The sensor response delay was investigated by varying the distance between the transducer and the acousto-optic sensor. The transducer is first placed close to the surface of the sensor. Using this as the reference point, the distance is then increased. Figure 8 shows that the device response delay increases as the distance between the acousto-optic sensor and the ultrasound transducer increases. The observed delay time in water is 3.1μs for an increased distance change of approximately 10mm. Considering that the pulse response from the sensor is less than 0.1μs in this experiment, this effectively demonstrates that the sensor is able to resolve thin structures as small as 300μm in ultrasound imaging applications.

Figure 8.

Acousto-optic sensor response of a fabricated sensor at different distances from the excitation ultrasound transducer.

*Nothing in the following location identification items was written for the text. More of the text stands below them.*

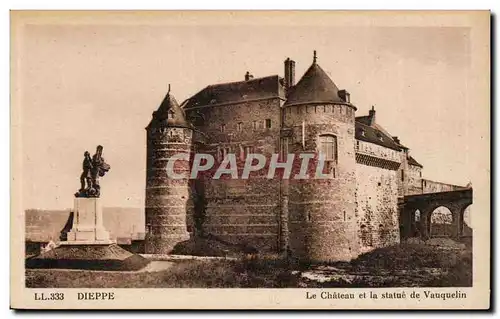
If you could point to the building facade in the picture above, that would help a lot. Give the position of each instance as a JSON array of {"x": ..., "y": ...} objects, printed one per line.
[{"x": 353, "y": 210}]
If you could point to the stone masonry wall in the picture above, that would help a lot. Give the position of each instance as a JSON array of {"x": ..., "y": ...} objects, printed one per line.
[
  {"x": 168, "y": 201},
  {"x": 377, "y": 213},
  {"x": 242, "y": 211}
]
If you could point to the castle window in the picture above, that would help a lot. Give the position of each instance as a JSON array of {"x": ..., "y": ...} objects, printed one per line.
[
  {"x": 268, "y": 123},
  {"x": 247, "y": 150},
  {"x": 284, "y": 147},
  {"x": 222, "y": 153}
]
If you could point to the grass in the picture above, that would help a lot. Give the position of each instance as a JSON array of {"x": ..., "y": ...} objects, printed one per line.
[{"x": 396, "y": 266}]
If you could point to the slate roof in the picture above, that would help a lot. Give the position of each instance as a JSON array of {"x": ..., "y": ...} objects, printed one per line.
[
  {"x": 170, "y": 106},
  {"x": 374, "y": 135},
  {"x": 315, "y": 86},
  {"x": 234, "y": 92},
  {"x": 413, "y": 162}
]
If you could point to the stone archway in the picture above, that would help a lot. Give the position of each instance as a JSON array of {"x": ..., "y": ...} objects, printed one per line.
[{"x": 441, "y": 222}]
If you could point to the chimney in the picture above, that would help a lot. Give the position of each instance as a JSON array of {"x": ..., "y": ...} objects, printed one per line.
[
  {"x": 248, "y": 76},
  {"x": 372, "y": 115},
  {"x": 345, "y": 96},
  {"x": 289, "y": 73}
]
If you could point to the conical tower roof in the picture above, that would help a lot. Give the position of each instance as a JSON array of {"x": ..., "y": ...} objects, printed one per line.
[
  {"x": 169, "y": 113},
  {"x": 315, "y": 86}
]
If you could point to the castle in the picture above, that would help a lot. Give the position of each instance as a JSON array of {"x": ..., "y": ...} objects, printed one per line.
[{"x": 353, "y": 211}]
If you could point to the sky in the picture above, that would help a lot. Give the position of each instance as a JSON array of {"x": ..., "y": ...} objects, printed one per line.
[{"x": 89, "y": 84}]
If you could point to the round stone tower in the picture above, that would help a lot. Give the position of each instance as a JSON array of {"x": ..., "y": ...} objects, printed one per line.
[
  {"x": 322, "y": 223},
  {"x": 168, "y": 200}
]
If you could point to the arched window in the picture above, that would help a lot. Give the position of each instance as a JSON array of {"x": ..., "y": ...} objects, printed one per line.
[
  {"x": 441, "y": 222},
  {"x": 328, "y": 147}
]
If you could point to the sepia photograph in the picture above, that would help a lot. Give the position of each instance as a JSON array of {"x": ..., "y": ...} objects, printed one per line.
[{"x": 344, "y": 155}]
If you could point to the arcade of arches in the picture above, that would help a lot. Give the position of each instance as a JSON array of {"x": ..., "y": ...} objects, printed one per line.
[{"x": 444, "y": 214}]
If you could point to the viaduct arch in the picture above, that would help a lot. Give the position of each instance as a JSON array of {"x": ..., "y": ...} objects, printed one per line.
[{"x": 423, "y": 205}]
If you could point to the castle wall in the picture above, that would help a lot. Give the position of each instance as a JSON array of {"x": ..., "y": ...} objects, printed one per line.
[
  {"x": 322, "y": 222},
  {"x": 402, "y": 179},
  {"x": 242, "y": 211},
  {"x": 377, "y": 214},
  {"x": 414, "y": 176},
  {"x": 168, "y": 201},
  {"x": 377, "y": 192}
]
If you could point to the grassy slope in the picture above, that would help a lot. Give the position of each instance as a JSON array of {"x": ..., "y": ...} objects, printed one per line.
[{"x": 455, "y": 269}]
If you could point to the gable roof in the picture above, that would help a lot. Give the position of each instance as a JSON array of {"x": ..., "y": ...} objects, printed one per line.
[
  {"x": 374, "y": 135},
  {"x": 315, "y": 86},
  {"x": 235, "y": 92}
]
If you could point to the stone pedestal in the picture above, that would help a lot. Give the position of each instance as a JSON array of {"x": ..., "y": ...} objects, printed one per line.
[{"x": 88, "y": 227}]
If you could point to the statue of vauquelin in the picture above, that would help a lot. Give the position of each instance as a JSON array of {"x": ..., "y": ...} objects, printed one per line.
[{"x": 93, "y": 168}]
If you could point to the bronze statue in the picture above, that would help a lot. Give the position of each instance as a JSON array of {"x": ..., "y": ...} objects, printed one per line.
[{"x": 93, "y": 168}]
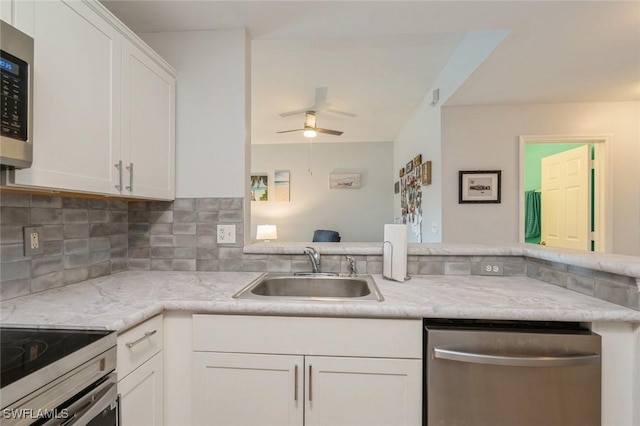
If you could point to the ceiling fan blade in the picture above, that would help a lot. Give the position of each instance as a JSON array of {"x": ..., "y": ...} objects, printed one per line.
[
  {"x": 296, "y": 112},
  {"x": 335, "y": 111},
  {"x": 310, "y": 119},
  {"x": 329, "y": 131},
  {"x": 289, "y": 131}
]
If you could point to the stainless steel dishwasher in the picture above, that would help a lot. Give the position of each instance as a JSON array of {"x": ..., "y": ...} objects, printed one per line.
[{"x": 504, "y": 373}]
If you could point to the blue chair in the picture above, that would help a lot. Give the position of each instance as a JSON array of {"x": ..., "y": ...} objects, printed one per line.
[{"x": 325, "y": 236}]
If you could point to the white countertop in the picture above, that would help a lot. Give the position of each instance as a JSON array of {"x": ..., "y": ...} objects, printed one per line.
[{"x": 120, "y": 301}]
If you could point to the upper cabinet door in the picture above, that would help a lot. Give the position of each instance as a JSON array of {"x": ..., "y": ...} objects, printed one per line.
[
  {"x": 148, "y": 126},
  {"x": 76, "y": 97}
]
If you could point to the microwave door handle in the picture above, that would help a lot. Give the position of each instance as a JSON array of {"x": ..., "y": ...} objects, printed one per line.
[
  {"x": 517, "y": 361},
  {"x": 86, "y": 409}
]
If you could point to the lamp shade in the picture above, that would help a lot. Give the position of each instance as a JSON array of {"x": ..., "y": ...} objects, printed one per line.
[{"x": 267, "y": 232}]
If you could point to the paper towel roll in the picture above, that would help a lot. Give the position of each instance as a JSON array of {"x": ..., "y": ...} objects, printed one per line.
[{"x": 394, "y": 252}]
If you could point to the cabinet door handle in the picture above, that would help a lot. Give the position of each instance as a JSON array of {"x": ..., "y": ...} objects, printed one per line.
[
  {"x": 295, "y": 384},
  {"x": 118, "y": 166},
  {"x": 146, "y": 336},
  {"x": 310, "y": 384},
  {"x": 130, "y": 168}
]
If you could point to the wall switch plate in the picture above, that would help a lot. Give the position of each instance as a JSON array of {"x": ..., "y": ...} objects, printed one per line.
[
  {"x": 32, "y": 240},
  {"x": 226, "y": 234},
  {"x": 492, "y": 268}
]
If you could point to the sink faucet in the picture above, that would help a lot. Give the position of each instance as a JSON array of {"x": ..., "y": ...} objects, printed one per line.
[
  {"x": 314, "y": 257},
  {"x": 352, "y": 266}
]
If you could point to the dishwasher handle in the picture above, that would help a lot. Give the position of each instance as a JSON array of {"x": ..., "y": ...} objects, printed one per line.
[{"x": 517, "y": 361}]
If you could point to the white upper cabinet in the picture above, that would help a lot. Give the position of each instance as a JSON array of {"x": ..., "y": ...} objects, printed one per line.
[
  {"x": 148, "y": 126},
  {"x": 76, "y": 97},
  {"x": 104, "y": 104}
]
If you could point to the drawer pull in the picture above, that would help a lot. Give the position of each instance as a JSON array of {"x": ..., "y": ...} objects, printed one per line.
[{"x": 146, "y": 336}]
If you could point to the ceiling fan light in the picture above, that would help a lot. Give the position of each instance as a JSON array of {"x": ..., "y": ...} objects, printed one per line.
[{"x": 310, "y": 133}]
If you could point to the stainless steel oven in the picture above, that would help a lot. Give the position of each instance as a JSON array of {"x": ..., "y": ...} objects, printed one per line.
[
  {"x": 58, "y": 377},
  {"x": 480, "y": 373}
]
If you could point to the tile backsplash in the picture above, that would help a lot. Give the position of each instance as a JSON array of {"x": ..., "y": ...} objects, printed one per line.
[
  {"x": 88, "y": 237},
  {"x": 82, "y": 238}
]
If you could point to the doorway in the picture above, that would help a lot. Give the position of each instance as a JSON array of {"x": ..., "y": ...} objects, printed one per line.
[{"x": 577, "y": 222}]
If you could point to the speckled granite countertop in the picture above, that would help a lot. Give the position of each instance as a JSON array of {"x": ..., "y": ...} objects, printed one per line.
[{"x": 122, "y": 300}]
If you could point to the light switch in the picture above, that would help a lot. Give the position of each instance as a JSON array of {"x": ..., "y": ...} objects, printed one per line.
[{"x": 226, "y": 234}]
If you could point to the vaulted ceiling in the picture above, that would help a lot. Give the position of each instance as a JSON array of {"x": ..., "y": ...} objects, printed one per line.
[{"x": 378, "y": 59}]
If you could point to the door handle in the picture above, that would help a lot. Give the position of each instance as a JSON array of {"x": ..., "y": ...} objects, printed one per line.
[
  {"x": 517, "y": 361},
  {"x": 295, "y": 383},
  {"x": 310, "y": 383}
]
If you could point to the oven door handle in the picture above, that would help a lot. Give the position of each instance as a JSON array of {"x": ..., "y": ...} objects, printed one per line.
[
  {"x": 517, "y": 361},
  {"x": 81, "y": 412}
]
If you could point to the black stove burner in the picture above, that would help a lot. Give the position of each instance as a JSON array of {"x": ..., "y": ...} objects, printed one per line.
[{"x": 25, "y": 350}]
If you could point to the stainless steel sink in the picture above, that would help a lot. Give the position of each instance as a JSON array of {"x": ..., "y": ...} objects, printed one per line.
[{"x": 319, "y": 287}]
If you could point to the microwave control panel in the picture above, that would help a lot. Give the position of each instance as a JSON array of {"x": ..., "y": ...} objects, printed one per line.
[{"x": 14, "y": 80}]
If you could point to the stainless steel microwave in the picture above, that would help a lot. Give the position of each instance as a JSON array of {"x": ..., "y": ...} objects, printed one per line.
[{"x": 16, "y": 103}]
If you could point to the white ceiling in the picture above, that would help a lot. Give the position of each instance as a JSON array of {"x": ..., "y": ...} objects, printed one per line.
[{"x": 378, "y": 59}]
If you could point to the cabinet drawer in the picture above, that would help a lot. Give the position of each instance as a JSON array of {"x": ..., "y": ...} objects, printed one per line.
[
  {"x": 385, "y": 338},
  {"x": 139, "y": 344}
]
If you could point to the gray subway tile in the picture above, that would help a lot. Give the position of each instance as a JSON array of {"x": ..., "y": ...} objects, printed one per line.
[
  {"x": 9, "y": 199},
  {"x": 184, "y": 204},
  {"x": 15, "y": 288},
  {"x": 47, "y": 281},
  {"x": 75, "y": 275},
  {"x": 15, "y": 215},
  {"x": 184, "y": 216},
  {"x": 43, "y": 266},
  {"x": 78, "y": 230},
  {"x": 75, "y": 203},
  {"x": 15, "y": 270},
  {"x": 46, "y": 201}
]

In a practical application, the sensor resonance peak needs to be aligned with the wavelength of the laser source. While the sensor resonance peak wavelength can be aligned with the laser wavelength by adjusting device structural parameters (such as grating period, waveguide layer thickness, etc), fabrication errors and measurement environment induce unwanted resonance peak shifts of a fabricated sensor. This issue can be addressed by adjusting the incident angle of the input laser beam on the sensor. Figure 9(a) shows the measured transmission spectrum as a function of the incident angle of a polarized broad-band light source. The angle is measured from a normal incident angle to the sensor surface. As shown in Figure 9(a), the resonance peak splits as the incident angle changes from normal incident angle to the sensor surface. Our fabricated sensor shows multi-mode behavior as shown in Figure 1(b). The first-order and second-order modes appear at around λ=1540nm and λ=1450nm, respectively and they exhibit a similar behavior. The measured result indicates that the resonance peak can be adjusted at a rate of 24.5 nm/degree for our device as shown in Figure 9(b). However, it is observed that the reflection efficiency is slightly decreased at different incident angles as shown in Figure 9(a).

Figure 9.

Transmission spectrum of the fabricated sensor as a function of incident angle change. (a) Wavelength versus transmission. (b) Wavelength shift versus incident angle for first-order and second-order modes.

V. Conclusions

This paper demonstrates an acousto-optic sensor based on resonance grating waveguide structure that effectively measures ultrasound waves. Static sensitivity of 3.2 pm/kPa is measured from a fabricated sensor. Ultrasound measurements at 20MHz are successfully demonstrated. The fabricated polymer-based AO sensor eliminates complex processing steps (such as dielectric mirror deposition, etc) used by other acousto-optic devices. Depending on the spectral needs, the sensor parameters can be easily modified to suit different spectrum ranges. In addition, for practical purposes, the resonance peak can be tuned at a rate of 24.5nm/degree by adjusting the incident laser angle. Based on the two-dimensional planar structure, the demonstrated sensor can be used to measure applied surface pressure optically, which has potential applications for optical ultrasound imaging and pressure wave detection/mapping. Future work will involve the utilization of lower elastic modulus polymer materials for the waveguide and cladding layer, which can potentially improve the device sensitivity.